Accéder au contenu principal

Crise d'identité (Brad Meltzer/Rags Morales) Panini

….. Les super-héros sont des personnages à manipuler avec beaucoup de dextérité. Toujours auréolés d’une certaine naïveté, ils ne vivent pas très bien une trop forte proximité avec les « effets de réel » comme le lui demande une frange des lecteurs. 
Soit parce qu’ils ont découvert ces histoires à l’âge adulte (ou presque), soit parce qu’ils ont grandi sans pour autant s’arrêter d’en lire. 
Du moins si j’en crois ma propre expérience de lecteur au long cour où, même dans le cas d’une histoire que j’ai pris plaisir à lire - Standoff : un exemple qui n'est choisi par hasard (Pour en savoir +), la frilosité des scénaristes à pousser dans leurs derniers retranchements les concepts convoqués me laisse presque toujours sur ma faim. 

Si je ne suis pas pour que l’on place toutes les histoires du genre sous le joug du « réalisme » loin s’en faut, j’apprécie d’en lire certaines qui tentent de le tutoyer. 
Et la mini-série Crise d’identité de Brad Meltzer & Rags Morales en fait partie, d’autant qu’elle résiste aussi très bien à la relecture.
…. S’appuyant sur le canevas souvent fécond de l’enquête policière de type whodunit (kilafé), qui permet aussi de sonder, toutes choses égales par ailleurs, la psychologie des personnages qu’elle met en scène, celle-ci ausculte avec une précision toute chirurgicale l’un des aspects du genre sans qui celui-ci ne serait pas ce qu’il est : l’identité secrète (Pour en savoir +). 
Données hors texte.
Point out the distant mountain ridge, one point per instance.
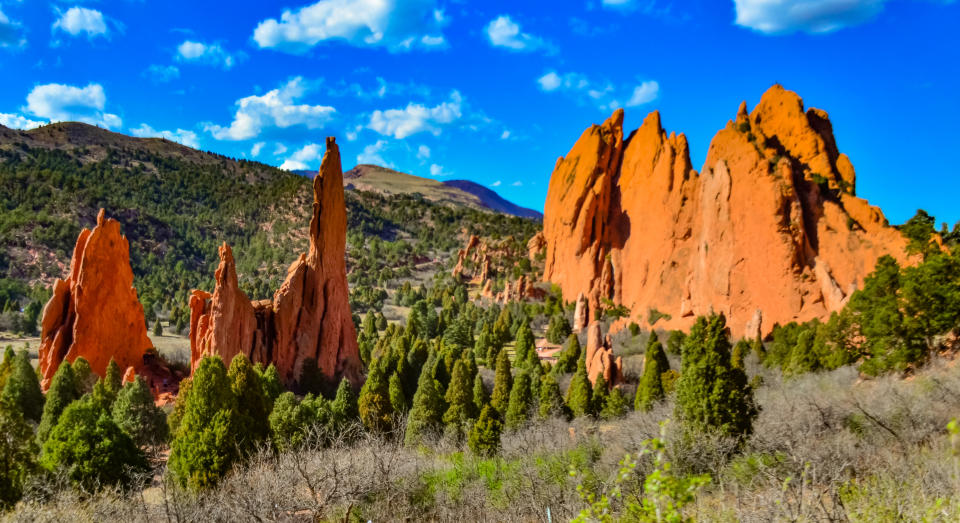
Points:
(386, 181)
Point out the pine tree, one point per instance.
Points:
(480, 396)
(374, 403)
(459, 398)
(253, 407)
(427, 411)
(711, 393)
(18, 452)
(601, 391)
(484, 437)
(655, 363)
(22, 390)
(204, 446)
(91, 448)
(62, 392)
(579, 393)
(518, 410)
(502, 383)
(137, 415)
(551, 400)
(398, 399)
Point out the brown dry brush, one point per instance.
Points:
(826, 447)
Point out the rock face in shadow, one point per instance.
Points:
(95, 313)
(309, 319)
(770, 231)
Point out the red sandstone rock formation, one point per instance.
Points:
(771, 229)
(309, 316)
(95, 313)
(600, 359)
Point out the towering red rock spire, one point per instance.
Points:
(95, 313)
(309, 317)
(770, 232)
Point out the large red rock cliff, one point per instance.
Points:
(770, 231)
(309, 316)
(95, 313)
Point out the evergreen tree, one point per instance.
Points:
(18, 452)
(579, 393)
(459, 399)
(62, 392)
(480, 396)
(711, 393)
(253, 407)
(137, 415)
(601, 392)
(502, 383)
(518, 410)
(22, 390)
(655, 363)
(398, 399)
(551, 400)
(204, 446)
(484, 437)
(427, 411)
(374, 403)
(91, 448)
(616, 405)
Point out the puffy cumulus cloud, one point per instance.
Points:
(181, 136)
(276, 108)
(11, 32)
(398, 25)
(298, 160)
(417, 118)
(16, 121)
(58, 102)
(810, 16)
(504, 32)
(373, 154)
(77, 21)
(644, 93)
(602, 94)
(208, 54)
(162, 73)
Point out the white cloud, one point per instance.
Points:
(644, 93)
(209, 54)
(298, 160)
(162, 73)
(78, 20)
(373, 154)
(398, 25)
(504, 32)
(423, 152)
(11, 32)
(58, 102)
(416, 118)
(181, 136)
(602, 94)
(16, 121)
(810, 16)
(274, 109)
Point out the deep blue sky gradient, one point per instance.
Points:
(889, 82)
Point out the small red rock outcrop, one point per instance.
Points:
(771, 230)
(600, 359)
(95, 312)
(309, 317)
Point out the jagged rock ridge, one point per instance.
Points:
(309, 318)
(770, 231)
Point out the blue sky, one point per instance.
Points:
(493, 91)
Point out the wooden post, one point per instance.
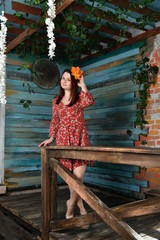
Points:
(53, 196)
(45, 193)
(123, 229)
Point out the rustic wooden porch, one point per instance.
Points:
(50, 167)
(23, 210)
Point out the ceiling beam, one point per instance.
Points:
(13, 19)
(29, 31)
(138, 38)
(104, 29)
(137, 9)
(17, 6)
(104, 15)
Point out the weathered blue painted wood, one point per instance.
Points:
(124, 66)
(33, 109)
(106, 182)
(17, 69)
(112, 56)
(24, 150)
(124, 167)
(109, 171)
(108, 188)
(26, 130)
(27, 116)
(112, 75)
(112, 137)
(112, 143)
(13, 94)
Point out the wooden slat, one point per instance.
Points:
(45, 194)
(17, 6)
(29, 31)
(110, 65)
(131, 156)
(137, 9)
(14, 19)
(124, 230)
(53, 196)
(104, 15)
(105, 30)
(138, 38)
(134, 209)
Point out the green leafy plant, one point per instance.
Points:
(140, 77)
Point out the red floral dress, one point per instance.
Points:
(68, 127)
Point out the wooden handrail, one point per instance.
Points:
(51, 167)
(133, 209)
(107, 215)
(132, 156)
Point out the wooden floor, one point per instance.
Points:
(21, 215)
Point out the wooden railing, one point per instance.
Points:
(50, 167)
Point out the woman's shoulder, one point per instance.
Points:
(54, 100)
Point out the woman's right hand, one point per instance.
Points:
(46, 142)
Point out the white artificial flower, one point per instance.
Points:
(50, 27)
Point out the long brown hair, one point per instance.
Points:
(74, 89)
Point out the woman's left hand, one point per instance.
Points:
(82, 84)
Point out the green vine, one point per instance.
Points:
(140, 77)
(71, 24)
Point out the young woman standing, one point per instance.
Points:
(68, 128)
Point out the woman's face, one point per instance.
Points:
(66, 81)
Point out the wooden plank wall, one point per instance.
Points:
(25, 128)
(109, 79)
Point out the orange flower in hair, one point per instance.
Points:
(76, 72)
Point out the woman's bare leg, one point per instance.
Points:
(79, 173)
(74, 197)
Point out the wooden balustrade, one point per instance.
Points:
(112, 216)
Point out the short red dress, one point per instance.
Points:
(68, 127)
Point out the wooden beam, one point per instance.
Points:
(45, 194)
(131, 156)
(14, 19)
(138, 38)
(123, 229)
(105, 30)
(104, 15)
(137, 9)
(29, 31)
(2, 189)
(134, 209)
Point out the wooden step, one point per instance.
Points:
(152, 193)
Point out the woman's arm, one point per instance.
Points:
(85, 97)
(54, 125)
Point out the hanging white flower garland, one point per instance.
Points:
(3, 34)
(50, 27)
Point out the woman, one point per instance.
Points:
(68, 128)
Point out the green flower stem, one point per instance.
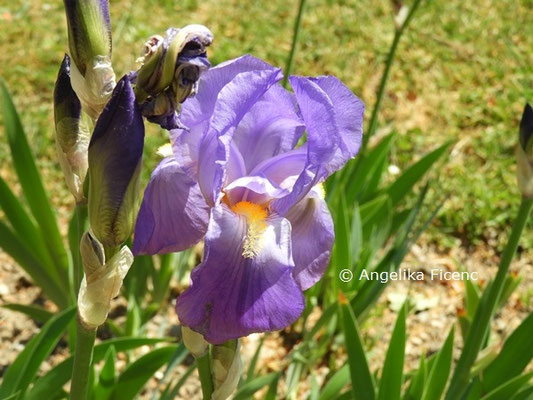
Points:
(78, 274)
(82, 361)
(385, 77)
(486, 308)
(204, 370)
(296, 34)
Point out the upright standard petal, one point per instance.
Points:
(333, 118)
(173, 214)
(271, 127)
(232, 296)
(234, 101)
(197, 111)
(115, 157)
(313, 235)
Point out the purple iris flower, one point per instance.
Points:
(239, 180)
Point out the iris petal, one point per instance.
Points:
(232, 296)
(173, 214)
(313, 235)
(271, 127)
(333, 118)
(226, 93)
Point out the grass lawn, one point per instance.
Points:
(463, 72)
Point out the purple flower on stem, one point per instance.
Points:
(238, 179)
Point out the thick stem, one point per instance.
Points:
(82, 361)
(296, 34)
(486, 308)
(77, 264)
(204, 371)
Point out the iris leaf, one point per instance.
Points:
(32, 186)
(362, 381)
(440, 370)
(515, 355)
(135, 376)
(53, 380)
(21, 372)
(392, 375)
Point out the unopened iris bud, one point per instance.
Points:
(89, 34)
(524, 153)
(72, 133)
(226, 369)
(115, 158)
(170, 70)
(102, 281)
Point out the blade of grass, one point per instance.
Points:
(404, 184)
(391, 379)
(38, 314)
(32, 185)
(17, 249)
(22, 371)
(295, 37)
(363, 387)
(440, 370)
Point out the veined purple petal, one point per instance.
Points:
(197, 113)
(333, 118)
(271, 127)
(173, 214)
(313, 235)
(200, 107)
(115, 157)
(254, 189)
(231, 296)
(234, 101)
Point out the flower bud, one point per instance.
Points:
(194, 342)
(115, 157)
(102, 280)
(72, 134)
(89, 34)
(170, 71)
(226, 369)
(524, 153)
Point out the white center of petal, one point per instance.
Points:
(255, 215)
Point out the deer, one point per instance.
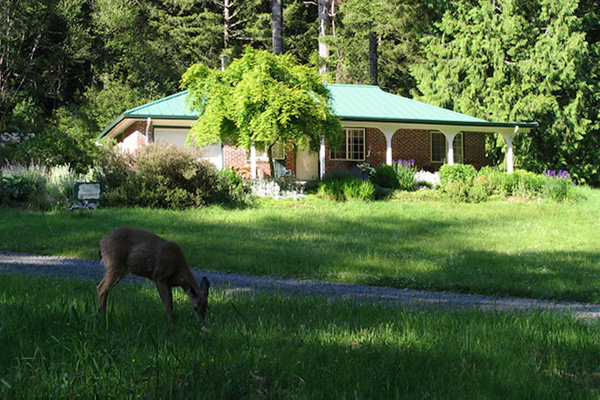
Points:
(126, 250)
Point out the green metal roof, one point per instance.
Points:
(350, 102)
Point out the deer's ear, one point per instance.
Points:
(204, 285)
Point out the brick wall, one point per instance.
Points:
(412, 144)
(237, 157)
(474, 151)
(406, 144)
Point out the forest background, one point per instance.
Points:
(69, 67)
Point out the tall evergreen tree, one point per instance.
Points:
(519, 60)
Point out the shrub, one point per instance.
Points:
(458, 172)
(524, 184)
(170, 176)
(495, 180)
(428, 179)
(479, 190)
(166, 176)
(386, 177)
(36, 187)
(276, 188)
(405, 173)
(558, 186)
(342, 186)
(456, 180)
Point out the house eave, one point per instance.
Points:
(482, 124)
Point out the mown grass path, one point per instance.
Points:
(235, 282)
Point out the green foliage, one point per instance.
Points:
(36, 187)
(401, 175)
(68, 140)
(260, 98)
(524, 184)
(462, 183)
(167, 176)
(521, 60)
(464, 173)
(398, 26)
(342, 186)
(386, 177)
(405, 171)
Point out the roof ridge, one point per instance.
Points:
(152, 103)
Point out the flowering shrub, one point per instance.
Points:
(275, 188)
(37, 187)
(385, 176)
(342, 186)
(366, 169)
(405, 172)
(558, 185)
(428, 179)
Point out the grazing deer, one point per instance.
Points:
(127, 250)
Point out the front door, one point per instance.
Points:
(307, 165)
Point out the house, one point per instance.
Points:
(379, 127)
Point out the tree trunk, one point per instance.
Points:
(324, 26)
(373, 57)
(277, 25)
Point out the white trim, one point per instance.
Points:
(364, 137)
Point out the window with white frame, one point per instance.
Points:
(352, 147)
(439, 147)
(278, 152)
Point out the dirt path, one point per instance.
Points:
(90, 269)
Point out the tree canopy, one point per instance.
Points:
(260, 99)
(520, 60)
(68, 67)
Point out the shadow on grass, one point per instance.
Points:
(274, 347)
(398, 249)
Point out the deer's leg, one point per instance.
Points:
(166, 295)
(108, 282)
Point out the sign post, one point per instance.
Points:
(85, 192)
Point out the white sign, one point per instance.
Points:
(88, 191)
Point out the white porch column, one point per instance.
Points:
(508, 136)
(148, 123)
(388, 151)
(322, 157)
(252, 161)
(450, 134)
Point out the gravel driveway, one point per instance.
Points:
(94, 270)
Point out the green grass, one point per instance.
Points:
(545, 250)
(53, 345)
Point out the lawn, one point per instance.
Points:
(530, 249)
(53, 345)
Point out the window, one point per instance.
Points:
(352, 147)
(278, 152)
(439, 148)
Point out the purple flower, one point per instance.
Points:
(561, 174)
(405, 163)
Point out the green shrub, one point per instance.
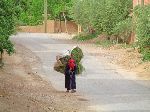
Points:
(142, 19)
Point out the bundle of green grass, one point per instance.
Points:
(62, 61)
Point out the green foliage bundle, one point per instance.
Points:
(142, 19)
(7, 26)
(77, 55)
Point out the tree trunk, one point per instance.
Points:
(79, 29)
(1, 57)
(66, 30)
(60, 28)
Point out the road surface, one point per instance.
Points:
(107, 87)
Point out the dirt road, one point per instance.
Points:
(23, 90)
(103, 87)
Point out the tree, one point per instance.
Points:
(58, 9)
(7, 26)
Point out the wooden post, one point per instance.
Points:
(45, 16)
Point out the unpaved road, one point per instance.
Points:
(23, 90)
(107, 87)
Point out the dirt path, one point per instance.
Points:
(22, 90)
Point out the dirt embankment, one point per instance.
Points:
(22, 90)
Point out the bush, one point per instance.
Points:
(142, 19)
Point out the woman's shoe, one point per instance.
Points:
(73, 91)
(67, 91)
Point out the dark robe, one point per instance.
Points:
(70, 78)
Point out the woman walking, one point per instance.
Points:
(70, 75)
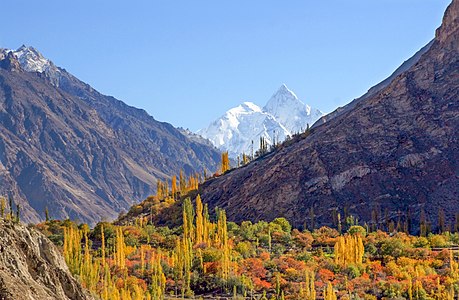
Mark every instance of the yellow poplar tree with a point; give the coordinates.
(199, 221)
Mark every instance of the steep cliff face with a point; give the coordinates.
(396, 150)
(31, 267)
(81, 154)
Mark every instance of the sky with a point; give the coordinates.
(187, 62)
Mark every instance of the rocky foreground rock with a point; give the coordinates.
(31, 267)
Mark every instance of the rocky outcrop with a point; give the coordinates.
(31, 267)
(81, 154)
(395, 152)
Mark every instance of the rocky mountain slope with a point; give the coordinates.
(393, 153)
(282, 116)
(31, 267)
(81, 154)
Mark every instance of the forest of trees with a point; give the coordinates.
(208, 256)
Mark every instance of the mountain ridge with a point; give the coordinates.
(82, 154)
(391, 155)
(240, 128)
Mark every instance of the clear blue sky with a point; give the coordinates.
(186, 62)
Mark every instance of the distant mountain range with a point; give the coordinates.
(240, 128)
(83, 155)
(390, 156)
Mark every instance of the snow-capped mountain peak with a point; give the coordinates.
(240, 128)
(31, 60)
(285, 106)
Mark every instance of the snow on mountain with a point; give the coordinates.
(285, 106)
(31, 60)
(283, 115)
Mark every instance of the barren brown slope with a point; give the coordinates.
(396, 150)
(31, 267)
(81, 154)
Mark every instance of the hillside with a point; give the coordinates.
(31, 267)
(81, 154)
(391, 156)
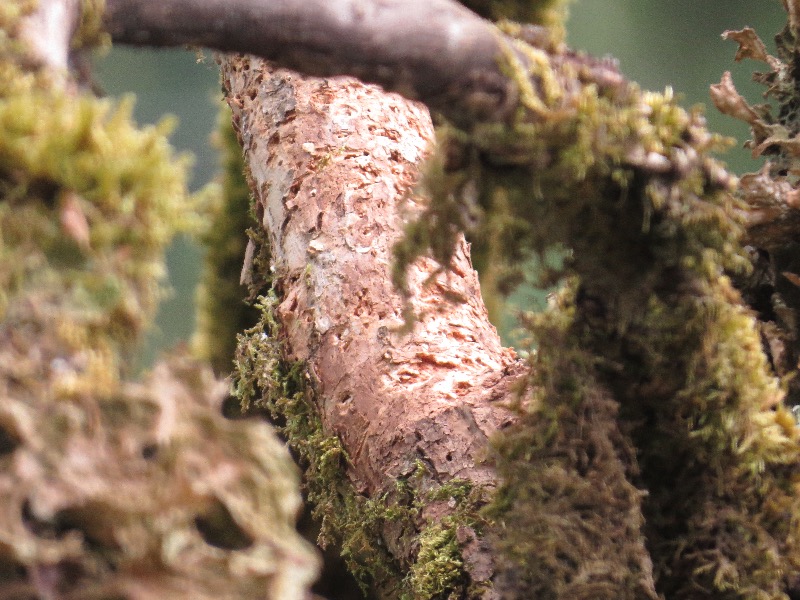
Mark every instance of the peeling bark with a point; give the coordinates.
(332, 163)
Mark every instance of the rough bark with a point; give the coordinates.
(333, 163)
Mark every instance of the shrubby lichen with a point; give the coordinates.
(657, 348)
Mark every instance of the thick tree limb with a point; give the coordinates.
(436, 51)
(331, 189)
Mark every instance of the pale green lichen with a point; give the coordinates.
(655, 334)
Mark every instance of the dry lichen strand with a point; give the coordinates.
(356, 524)
(623, 178)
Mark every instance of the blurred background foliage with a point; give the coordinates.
(657, 43)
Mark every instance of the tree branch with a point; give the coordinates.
(436, 51)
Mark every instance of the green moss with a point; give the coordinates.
(659, 353)
(222, 311)
(363, 528)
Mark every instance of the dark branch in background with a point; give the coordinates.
(436, 51)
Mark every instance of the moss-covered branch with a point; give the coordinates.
(624, 179)
(112, 488)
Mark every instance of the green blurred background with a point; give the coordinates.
(657, 43)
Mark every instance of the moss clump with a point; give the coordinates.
(222, 311)
(111, 488)
(368, 531)
(624, 179)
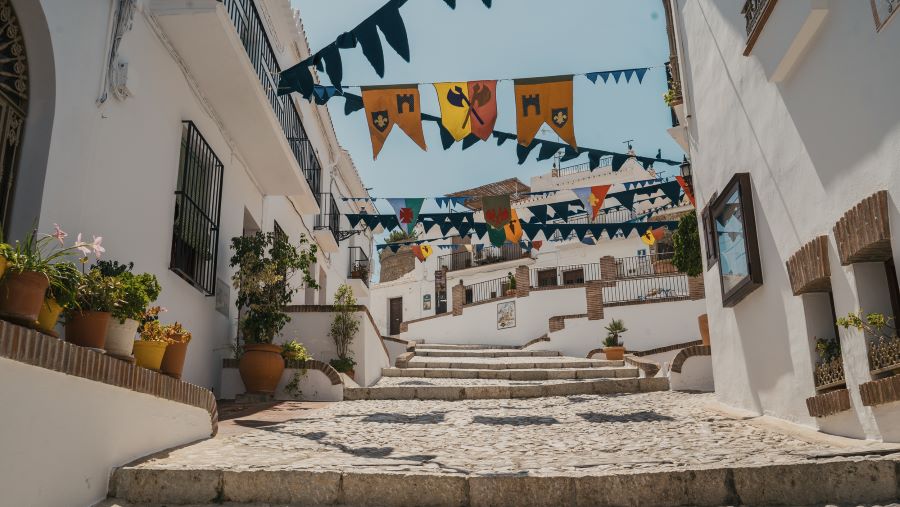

Histoire relativement brutale, Identité Crisis (en version originale) qui ressort clairement de la tendance « grim & gritty », n’est pas à mettre entre toutes les mains. Néanmoins le scénariste Brad Meltzer apporte aussi pas mal d’humanité à des personnages dont le sacerdoce est loin d’être une sinécure si on veut bien l’envisager à l’aune de nos propres sociétés. 
En effet, être un super-héros n’est pas de tout repos, ni pour celui qui porte un masque ni pour leur famille. Et c’est justement ce noyau familial que le scénariste passe au crible. 
Aidé en cela par Rag Morales, un dessinateur qui donne beaucoup d’expressivité aux protagonistes au travers de leurs traits et de leur langage corporel, évitant ainsi à son scénariste de surcharger les dialogues et les récitatifs, tout en fournissant toutes les informations nécessaires à la compréhension de ce qui se passe à l’image, ainsi que dans leur tête (et leur cœur).
Johns & Gibbons
On peut aisément s’en rendre compte puisque l’éditeur Panini, dans l’édition que j’ai de cette aventure en 7 parties (Batman Superman n° 1 à 4 paru entre septembre 2005 et Mars 2006), a inclus un épisode de la JSA (Justice Society of America) alors scénarisée par Geoff Johns. 
Un scénariste (ici associé au dessinateur Dave Gibbons) dont la prolixité pour le coup nuit énormément à la lecture (voir ci-dessus). 
Surtout comparé à la fluidité dont font preuve Meltzer & Morales. 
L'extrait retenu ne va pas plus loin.